David Maisel’s large-scaled, otherworldly photographs chronicle the complex relationships between natural systems and human intervention, piecing together the fractured logic that informs them both.
Maisel's aerial images of environmentally impacted sites explore the aesthetics and politics of open pit mines, clear-cut forests, and zones of water reclamation, framing the issues of contemporary landscape with equal measures of documentation and metaphor. As Leah Ollman states in the Los Angeles Times, "Maisel’s work over the past two decades has argued for an expanded definition of beauty, one that bypasses glamour to encompass the damaged, the transmuted, the decomposed."
Library of Dust depicts copper canisters containing the cremated remains of patients from a psychiatric institution. Vibrant minerals bloom on the urns' surfaces, as the copper reacts with the ashes held within. The New York Times Library of Dust monograph "a fevered meditation on memory, loss, and the uncanny monuments we sometimes recover about what has gone before."

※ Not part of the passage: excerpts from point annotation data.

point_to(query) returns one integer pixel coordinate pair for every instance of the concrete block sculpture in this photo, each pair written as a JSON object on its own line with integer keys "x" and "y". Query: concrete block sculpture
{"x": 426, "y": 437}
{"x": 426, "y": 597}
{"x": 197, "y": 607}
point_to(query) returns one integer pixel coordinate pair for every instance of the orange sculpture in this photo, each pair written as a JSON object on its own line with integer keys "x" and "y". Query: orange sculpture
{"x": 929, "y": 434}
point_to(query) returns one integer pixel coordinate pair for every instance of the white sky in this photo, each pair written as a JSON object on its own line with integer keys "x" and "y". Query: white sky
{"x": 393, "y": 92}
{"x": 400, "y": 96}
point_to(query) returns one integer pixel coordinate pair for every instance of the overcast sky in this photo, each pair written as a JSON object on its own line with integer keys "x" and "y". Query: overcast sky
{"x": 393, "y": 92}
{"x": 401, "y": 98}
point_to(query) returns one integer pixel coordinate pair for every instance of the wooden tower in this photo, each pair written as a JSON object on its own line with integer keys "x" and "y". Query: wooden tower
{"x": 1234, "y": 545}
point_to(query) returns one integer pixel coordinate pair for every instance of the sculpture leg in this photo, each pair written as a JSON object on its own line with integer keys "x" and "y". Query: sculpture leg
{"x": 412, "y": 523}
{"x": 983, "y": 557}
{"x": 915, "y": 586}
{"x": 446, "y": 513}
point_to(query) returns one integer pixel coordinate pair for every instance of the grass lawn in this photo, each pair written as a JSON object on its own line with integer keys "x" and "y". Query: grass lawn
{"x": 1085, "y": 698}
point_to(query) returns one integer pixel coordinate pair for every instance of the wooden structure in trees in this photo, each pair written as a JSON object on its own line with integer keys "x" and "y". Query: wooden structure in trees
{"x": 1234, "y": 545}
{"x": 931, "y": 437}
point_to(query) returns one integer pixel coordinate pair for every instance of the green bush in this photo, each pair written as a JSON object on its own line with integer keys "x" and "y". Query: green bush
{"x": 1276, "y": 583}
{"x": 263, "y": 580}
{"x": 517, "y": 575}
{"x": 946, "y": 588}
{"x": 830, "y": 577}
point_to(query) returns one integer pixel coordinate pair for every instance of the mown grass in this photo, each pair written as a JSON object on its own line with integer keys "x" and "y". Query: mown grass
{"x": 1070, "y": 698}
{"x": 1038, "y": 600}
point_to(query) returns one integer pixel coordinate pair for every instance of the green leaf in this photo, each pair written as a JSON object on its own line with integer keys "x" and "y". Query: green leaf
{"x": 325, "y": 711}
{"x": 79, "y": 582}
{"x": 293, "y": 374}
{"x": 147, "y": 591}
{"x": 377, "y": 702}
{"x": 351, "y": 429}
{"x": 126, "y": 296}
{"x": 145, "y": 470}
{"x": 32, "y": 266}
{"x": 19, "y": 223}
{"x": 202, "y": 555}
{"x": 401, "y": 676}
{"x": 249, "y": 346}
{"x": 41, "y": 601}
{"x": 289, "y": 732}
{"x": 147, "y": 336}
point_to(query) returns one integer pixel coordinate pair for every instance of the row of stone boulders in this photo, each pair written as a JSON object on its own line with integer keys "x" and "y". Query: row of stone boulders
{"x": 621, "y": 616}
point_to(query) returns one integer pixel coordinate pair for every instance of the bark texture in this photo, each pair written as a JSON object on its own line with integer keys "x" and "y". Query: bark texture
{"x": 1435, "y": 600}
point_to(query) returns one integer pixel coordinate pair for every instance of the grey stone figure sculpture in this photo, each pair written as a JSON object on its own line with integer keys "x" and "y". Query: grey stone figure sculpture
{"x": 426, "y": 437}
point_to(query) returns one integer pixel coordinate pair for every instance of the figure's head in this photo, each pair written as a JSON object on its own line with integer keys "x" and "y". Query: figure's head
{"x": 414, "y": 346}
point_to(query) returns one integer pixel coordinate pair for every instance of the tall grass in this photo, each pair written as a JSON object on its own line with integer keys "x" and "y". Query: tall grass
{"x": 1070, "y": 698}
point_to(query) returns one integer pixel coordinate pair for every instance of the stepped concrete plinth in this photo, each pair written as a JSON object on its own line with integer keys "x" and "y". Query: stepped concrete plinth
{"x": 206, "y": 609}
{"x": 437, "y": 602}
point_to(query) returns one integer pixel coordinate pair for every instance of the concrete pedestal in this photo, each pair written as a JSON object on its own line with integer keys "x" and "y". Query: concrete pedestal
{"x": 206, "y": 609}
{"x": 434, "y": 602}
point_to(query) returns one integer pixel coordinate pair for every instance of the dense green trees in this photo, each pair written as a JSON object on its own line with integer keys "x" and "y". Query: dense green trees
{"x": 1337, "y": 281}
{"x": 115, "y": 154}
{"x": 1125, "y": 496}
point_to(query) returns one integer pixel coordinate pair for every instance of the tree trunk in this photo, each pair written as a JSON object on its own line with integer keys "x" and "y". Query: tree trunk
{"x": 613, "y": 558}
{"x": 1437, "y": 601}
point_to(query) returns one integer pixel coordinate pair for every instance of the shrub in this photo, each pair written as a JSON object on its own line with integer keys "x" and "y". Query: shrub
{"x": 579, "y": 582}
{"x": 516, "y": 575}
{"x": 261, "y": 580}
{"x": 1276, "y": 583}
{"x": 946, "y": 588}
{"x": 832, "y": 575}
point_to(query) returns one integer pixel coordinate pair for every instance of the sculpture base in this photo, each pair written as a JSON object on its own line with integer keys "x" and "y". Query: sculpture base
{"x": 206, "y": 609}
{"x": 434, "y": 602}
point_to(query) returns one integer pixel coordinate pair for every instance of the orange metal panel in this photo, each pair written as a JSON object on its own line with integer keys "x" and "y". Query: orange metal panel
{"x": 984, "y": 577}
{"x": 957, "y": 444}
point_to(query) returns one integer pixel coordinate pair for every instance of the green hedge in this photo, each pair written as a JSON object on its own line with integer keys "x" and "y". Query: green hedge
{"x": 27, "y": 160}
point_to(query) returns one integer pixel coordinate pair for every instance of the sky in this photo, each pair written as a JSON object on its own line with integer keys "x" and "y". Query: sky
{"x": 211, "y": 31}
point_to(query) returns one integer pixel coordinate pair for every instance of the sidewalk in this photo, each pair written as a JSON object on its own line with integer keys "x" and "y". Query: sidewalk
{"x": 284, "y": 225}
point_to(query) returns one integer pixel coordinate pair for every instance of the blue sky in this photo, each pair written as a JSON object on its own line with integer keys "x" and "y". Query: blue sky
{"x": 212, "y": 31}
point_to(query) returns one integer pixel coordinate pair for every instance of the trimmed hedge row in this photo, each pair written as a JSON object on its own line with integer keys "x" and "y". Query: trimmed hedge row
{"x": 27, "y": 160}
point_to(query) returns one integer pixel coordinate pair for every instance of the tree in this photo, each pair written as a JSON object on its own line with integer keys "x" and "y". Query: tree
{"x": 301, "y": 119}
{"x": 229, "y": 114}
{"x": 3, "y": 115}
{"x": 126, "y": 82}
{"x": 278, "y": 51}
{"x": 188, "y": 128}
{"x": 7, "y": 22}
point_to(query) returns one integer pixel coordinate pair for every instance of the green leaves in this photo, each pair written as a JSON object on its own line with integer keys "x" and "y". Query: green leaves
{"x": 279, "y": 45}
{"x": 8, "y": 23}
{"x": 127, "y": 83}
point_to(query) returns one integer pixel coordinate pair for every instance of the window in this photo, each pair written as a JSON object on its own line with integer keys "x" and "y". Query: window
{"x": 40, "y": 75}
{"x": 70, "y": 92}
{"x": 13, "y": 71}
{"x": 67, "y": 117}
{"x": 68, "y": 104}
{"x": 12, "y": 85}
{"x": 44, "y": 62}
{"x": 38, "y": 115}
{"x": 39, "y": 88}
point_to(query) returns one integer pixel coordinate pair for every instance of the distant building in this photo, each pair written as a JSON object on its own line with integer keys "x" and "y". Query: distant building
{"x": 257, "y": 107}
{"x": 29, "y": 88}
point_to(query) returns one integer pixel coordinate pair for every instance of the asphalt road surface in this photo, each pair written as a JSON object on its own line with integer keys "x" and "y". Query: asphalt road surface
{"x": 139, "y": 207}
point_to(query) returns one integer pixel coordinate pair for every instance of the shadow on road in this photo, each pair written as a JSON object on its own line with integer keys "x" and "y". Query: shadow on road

David Maisel was born in New York City in 1961. He received his BA from Princeton University, and his MFA from California College of the Arts, in addition to study at Harvard’s Graduate School of Design. Maisel was a Scholar in Residence at the Getty Research Institute in 2007 and an Artist in Residence at the Headlands Center for the Arts in 2008. He has also been the recipient of an Individual Artist’s Grant from the National Endowment for the Arts, and was short-listed for the Prix Pictet in 2008. Maisel lives and works in the San Francisco area, where he has been based since 1993.
Maisel's photographs, multi-media projects, and public installations have been exhibited internationally, and are included in many permanent collections, such as the Metropolitan Museum of Art; the Los Angeles County Museum of Art; the Brooklyn Museum of Art; the Santa Barbara Museum of Art; and the Museum of Fine Arts, Houston, among others. His work has been the subject of three monographs: The Lake Project (Nazraeli Press, 2004), Oblivion (Nazraeli Press, 2006), and Library of Dust (Chronicle Books, 2008).